Is There a Simpler Way to Calculate Derivatives?

[cam875]

I have been studying calculus for only a few days now since I picked up a book on it, trying to get ahead for next year and it's really starting to sink in now and I decided to write down a different way for calculating the derivative, it isn't revolutionary, i am just wondering if it will be accepted by most people or if they prefer the traditional way. Its exactly the same as the traditional difference quotient but I switched it around because it made more sense this way to me.

$$f\prime(x)=\[ \lim_{x_{1} \to x_{2}} \frac{f(x_{2})-f(x_{1})}{x_{2}-x_{1}}$$

 

[mathman]

Since it is mathematically exactly equal to the usual approach, use it if it makes you happy.

 

[de_brook]

I have been studying calculus for only a few days now since I picked up a book on it, trying to get ahead for next year and it's really starting to sink in now and I decided to write down a different way for calculating the derivative, it isn't revolutionary, i am just wondering if it will be accepted by most people or if they prefer the traditional way. Its exactly the same as the traditional difference quotient but I switched it around because it made more sense this way to me.
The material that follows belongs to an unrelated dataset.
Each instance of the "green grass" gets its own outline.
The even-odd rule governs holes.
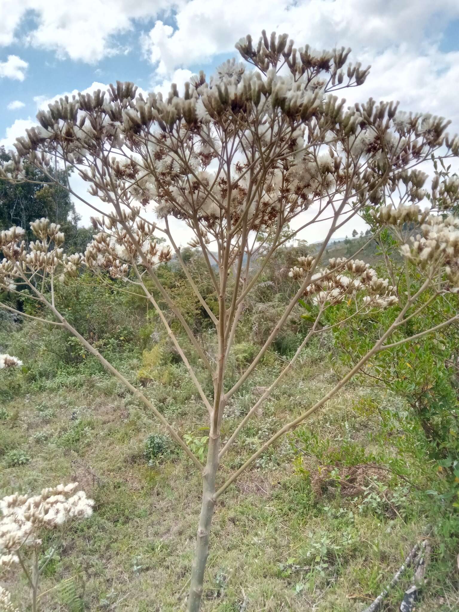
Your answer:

$$f\prime(x)=\[ \lim_{a \to x} \frac{f(x)-f(a)}{x-a}$$

normally, a is a constant and x is a variable thus x tends to a not a tending to x, so u can reverse $$\{a \to x}$$

 

[cam875]

what if I made "a" a different variable could that fix it?

 

[Feldoh]

what if I made "a" a different variable could that fix it?

The way you defined it f is a function of x, not a it doesn't matter what you use you can't have a constant approaching a variable because for obvious reasons it just doesn't make sense.

 

[HallsofIvy]

As mathman told you originally, it doesn't matter. You are simply swapping letters.

Now, if you had a problem like "what is the derivative of f(x)= x² at x= a", "x" and "a" are already given meanings so you cannot be so cavalier about swapping them.

That is, the standard definition would give 2a while your formula would give 2x. They are exactly the same if you remember that you have swapped a and x. In other words, to answer the problem as given you would have to swap back to get 2a.

 

[cam875]

ok well I meant for "a" to be a variable, didn't realize it was a constant. Anyways I got it cleared up now, thanks guys.